Manipulation of Crz in male BPHs does not affect male courtship behavior.
(A) Courtship rate (number of males that exhibit courtship behavior) in males after CRZ peptide injection (sCRZ control) and mating with wild type (WT) females. Numbers below bars denote total animals. Data represent mean; ns (P > 0.05, χ² test). (B) Mating duration of CRZ-injected males paired with WT females (sCRZ control). Data show mean ± SEM; ns (P > 0.05, Student’s t-test). (C) Courtship rate after Crz knockdown via RNAi in males (dsGFP control). Data represent mean; ns (P > 0.05, χ² test). (D) Mating duration of Crz-knockdown males paired with wild-type females (dsGFP control). Data show mean ± SEM; ns (P > 0.05, Student’s t-test). (E) Courtship rate of Crz mutant males (WT controls). Data represent mean; ns (P > 0.05, χ² test). (F) Mating duration of males of different Crz mutants paired with WT females. Data show mean ± SEM; ns (P > 0.05, Student’s t-test).
CRZ signaling affects seminal fluid protein composition in male BPHs
(A) Spermathecae of WT females mated to WT or ΔCrz1males. Scale bar: 1 mm. No morphological differences were observed (n = 15 pairs (B) DAPI-stained testes (males) and spermathecae (females mated within 4 h) of WT or ΔCrz1BPHs. Scale bar: 100 μm. Sperm counts showed no genotype-dependent differences (testes: P = 0.32; spermathecae: P = 0.41; n = 12; Mann–Whitney U test). (C) Volcano plot of differentially expressed genes in male accessory glands (MAGs) from ΔCrz1 mutants versus wild-type (WT) males. Seminal protein genes with significant differential expression (|log2FC| > 1, P < 0.05) are highlighted (black line). Gene IDs for seminal proteins are annotated. Upregulated genes are shown in red and downregulated in black. (D) Top 20 enriched Gene Ontology (GO) terms among downregulated genes. Rich factor indicates enrichment strength; input number denotes enriched genes per term. (E) MAG protein content in WT and ΔCrz1 males measured by BCA method assay. Data: mean ± SEM; **P < 0.01 (Mann–Whitney U test; n= 8 MAG pairs). (F-I) qPCR validation of seminal fluid genes 43558, 53903, macc and ITP-L in MAGs. Data: mean ± SEM (n = 4 biological replicates). ns: not significant (P > 0.05); *P < 0.05 (Mann– Whitney U test).
CRZ regulates part of the PMR in Drosophila melanogaster.

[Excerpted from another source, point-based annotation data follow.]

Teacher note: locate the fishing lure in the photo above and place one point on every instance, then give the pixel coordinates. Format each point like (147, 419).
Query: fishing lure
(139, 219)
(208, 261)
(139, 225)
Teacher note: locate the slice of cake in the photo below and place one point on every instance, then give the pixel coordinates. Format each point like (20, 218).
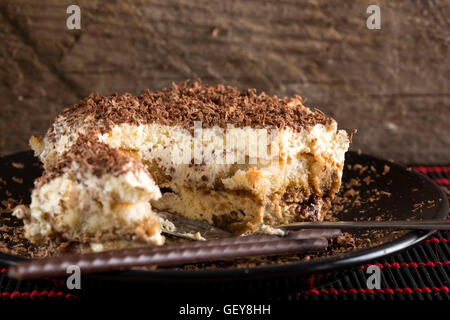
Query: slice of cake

(A) Schematic of experimental design. White segments on the time axis indicate light periods; black segments indicate dark periods. (B) Receptivity of virgin and mated Crz mutant (Crzattp) females, scored as the percentage copulating within 30 min. ***P < 0.001 (Chi-square test). (C) Mated Crz mutants (Crzattp) lay more eggs. Graph shows eggs laid per female after mating. ****P < 0.0001 (Student’s t-test). (D) Number of eggs laid per virgin female Crz mutants , n.s.: P > 0.05 (Student’s t-test). (E) Anti-CRZ immunostaining in brains of Crz mutant (Crzattp), control (Cs) and after Crz -RNAi). Note CRZ-expressing neurons at arrows in control. Scale bar: 100 μm. (F) Receptivity of virgin and mated females after Crz-RNAi. ****P < 0.0001; Chi quare test. (G) Crz-RNAi reduces the number of eggs laid by mated females. ****P < 0.0001 (Student’s t-test). (H) Receptivity of virgin females following CRZ peptide injection (monitored 6 h after injection). *P < 0.05 (Mann-Whitney test).